Lebensgeschichte

 

Tiefdruckgebiet ALBRECHT

(getauft am 23.10.2013)

 

Bereits zum 22.10. entstand vor Neufundland unterhalb eines Höhentrogs, eines sogenannten Kaltluftvorstoßes nach Süden in rund 5,5 Kilometern Höhe, ein Tiefdruckwirbel, der tags darauf anhand der Analysekarte auf den Namen ALBRECHT getauft wurde.

Am Tauftag selbst befand sich das Tief ALBRECHT gegen 00 Uhr UTC, also 01 Uhr Mitteleuropäischer Zeit, mit einem Kerndruck von knapp unter 990 hPa zentral über dem Nordatlantik, etwa auf der Schnittlinie von Paris mit Ammassalik in Ostgrönland. Vom Zentrum ging in südöstlicher Richtung eine Okklusionsfront aus, die ihren Okklusionspunkt südlich der Azoren hatte. Als Okklusionsfront wird dabei eine Mischfront bezeichnet, die sowohl Warm- also auch Kaltfronteigenschaften aufweist. Der Ort, an dem sich Warm- und Kaltfront vereinen wird Okklusionspunkt genannt. Von diesem Punkt ausgehend zog sich die Warmfront ca. 500 km Richtung Südosten. Die Kaltfront hingegen ging über dem Atlantik in westlicher Richtung in ein anderes Tiefdrucksystem über.

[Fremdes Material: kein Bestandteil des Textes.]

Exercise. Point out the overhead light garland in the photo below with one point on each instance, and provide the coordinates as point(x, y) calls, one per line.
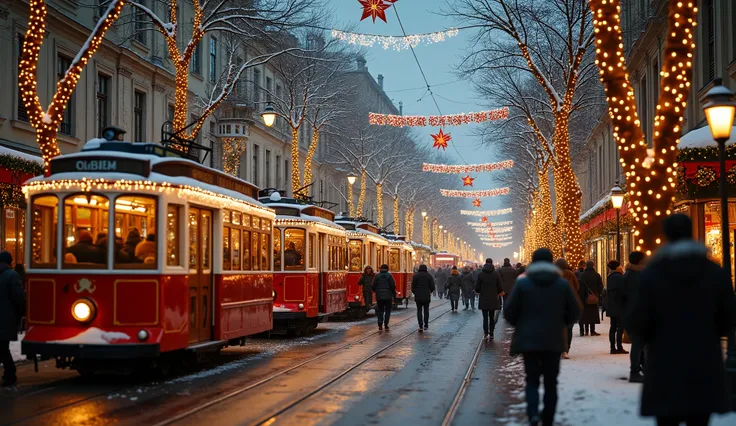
point(456, 193)
point(486, 212)
point(437, 120)
point(470, 168)
point(397, 43)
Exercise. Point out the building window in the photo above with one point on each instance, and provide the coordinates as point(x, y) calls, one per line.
point(22, 112)
point(66, 127)
point(103, 118)
point(267, 170)
point(196, 66)
point(256, 152)
point(213, 59)
point(139, 116)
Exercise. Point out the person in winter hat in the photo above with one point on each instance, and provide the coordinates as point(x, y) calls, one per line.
point(454, 284)
point(541, 307)
point(489, 288)
point(615, 296)
point(631, 288)
point(422, 286)
point(12, 309)
point(684, 306)
point(385, 288)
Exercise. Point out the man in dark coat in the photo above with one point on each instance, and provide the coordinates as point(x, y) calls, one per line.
point(489, 287)
point(615, 296)
point(590, 283)
point(683, 298)
point(468, 288)
point(385, 288)
point(631, 289)
point(422, 285)
point(12, 307)
point(508, 278)
point(541, 307)
point(440, 279)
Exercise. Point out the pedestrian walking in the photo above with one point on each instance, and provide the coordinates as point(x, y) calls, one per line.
point(422, 286)
point(572, 280)
point(615, 296)
point(468, 288)
point(12, 309)
point(366, 282)
point(631, 289)
point(508, 278)
point(684, 306)
point(591, 288)
point(440, 280)
point(454, 284)
point(385, 288)
point(489, 287)
point(541, 307)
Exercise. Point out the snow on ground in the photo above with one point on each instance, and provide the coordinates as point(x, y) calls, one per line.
point(593, 387)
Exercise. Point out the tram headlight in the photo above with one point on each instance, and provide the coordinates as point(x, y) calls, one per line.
point(83, 310)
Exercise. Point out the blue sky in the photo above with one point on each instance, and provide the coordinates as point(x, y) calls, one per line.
point(439, 61)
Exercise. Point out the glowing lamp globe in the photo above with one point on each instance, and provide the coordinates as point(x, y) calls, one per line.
point(719, 110)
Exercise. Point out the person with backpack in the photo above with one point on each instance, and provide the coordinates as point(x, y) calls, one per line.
point(12, 309)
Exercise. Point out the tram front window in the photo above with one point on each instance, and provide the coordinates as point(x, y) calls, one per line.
point(85, 244)
point(294, 249)
point(136, 245)
point(44, 215)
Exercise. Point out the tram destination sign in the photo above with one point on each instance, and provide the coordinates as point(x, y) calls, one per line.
point(100, 165)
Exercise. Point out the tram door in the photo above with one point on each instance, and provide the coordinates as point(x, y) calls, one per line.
point(200, 275)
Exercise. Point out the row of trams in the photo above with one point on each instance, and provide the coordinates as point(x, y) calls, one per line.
point(223, 259)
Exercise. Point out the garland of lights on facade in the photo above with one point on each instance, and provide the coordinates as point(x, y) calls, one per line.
point(457, 193)
point(470, 168)
point(437, 120)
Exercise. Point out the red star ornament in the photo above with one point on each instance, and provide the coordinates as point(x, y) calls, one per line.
point(374, 9)
point(441, 139)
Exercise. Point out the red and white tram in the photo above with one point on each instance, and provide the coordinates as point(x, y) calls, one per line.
point(401, 265)
point(309, 264)
point(366, 247)
point(137, 252)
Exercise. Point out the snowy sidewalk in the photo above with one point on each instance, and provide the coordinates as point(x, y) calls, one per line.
point(593, 387)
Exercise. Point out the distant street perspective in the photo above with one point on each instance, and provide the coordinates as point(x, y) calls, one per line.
point(368, 212)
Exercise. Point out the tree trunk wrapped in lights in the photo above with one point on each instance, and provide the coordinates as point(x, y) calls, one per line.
point(47, 122)
point(650, 174)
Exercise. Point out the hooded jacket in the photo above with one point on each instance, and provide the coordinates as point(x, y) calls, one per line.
point(422, 285)
point(685, 304)
point(489, 286)
point(541, 307)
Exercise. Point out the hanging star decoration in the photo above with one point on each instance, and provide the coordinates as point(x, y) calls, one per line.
point(375, 8)
point(441, 139)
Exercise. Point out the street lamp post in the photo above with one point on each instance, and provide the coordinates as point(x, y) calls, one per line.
point(617, 199)
point(719, 111)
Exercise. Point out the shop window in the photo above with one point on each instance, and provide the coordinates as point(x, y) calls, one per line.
point(294, 249)
point(355, 255)
point(85, 242)
point(44, 220)
point(136, 244)
point(173, 218)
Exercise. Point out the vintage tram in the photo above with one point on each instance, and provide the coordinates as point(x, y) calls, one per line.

Bis zum 24.10. verlagerte sich der Wirbel ALBRECHT Richtung Osten und lag mit einem Kerndruck von knapp 995 hPa um 00 Uhr UTC über der Schnittlinie von Reykjavik und Paris. Die Okklusionsfront beschrieb westlich des Zentrums ausgehend einen Bogen über Nord nach Süd bis zu ihrem Okklusionspunkt westlich von Portugal. Die vom Okklusionspunkt ausgehende Warmfront war nach Osten mit einem schwachen, vor der Iberischen Halbinsel liegenden anderen Tiefdruckgebiet verbunden, während sich die Kaltfront erneut in westliche Richtung über den Atlantik zog und im Verlauf in das Frontensystem eines vor Neufundland liegenden Wirbels überging. Zusätzlich war die Okklusionsfront noch durch eine weitere, ostwärts Paris und Brüssel überquerende Warmfront mit dem Tiefdrucksystem ZENITH verbunden. Im Laufe der Mittagsstunden traf ein bis dahin markant ausgeprägtes Regenband auf die Küsten Portugals, wobei lokal die Regenmengen, bedingt durch orographische Hebungsprozesse entlang der Gebirge, verstärkt wurden. Bis 18 Uhr UTC registrierte die Messstation in Lissabon eine 12-stündigen Niederschlagsmenge von 16 Liter, im zentral gelegenem Viseu fielen zur gleichen Zeit bis zu 54 Liter Regen auf einen Quadratmeter. Bis 06 Uhr UTC des nächsten Tages hatte das Niederschlagsband auch Teile Spaniens, Frankreichs sowie Großbritanniens erreicht. Bis 06 Uhr UTC wurden in 24 Stunden Niederschlagsmengen von 30 Liter im französischen Mont Aigoual, 34 Liter auf der irischen Sherkin Island und sogar bis zu 70 Liter pro Quadratmeter im spanischen Navacerrada gemessen.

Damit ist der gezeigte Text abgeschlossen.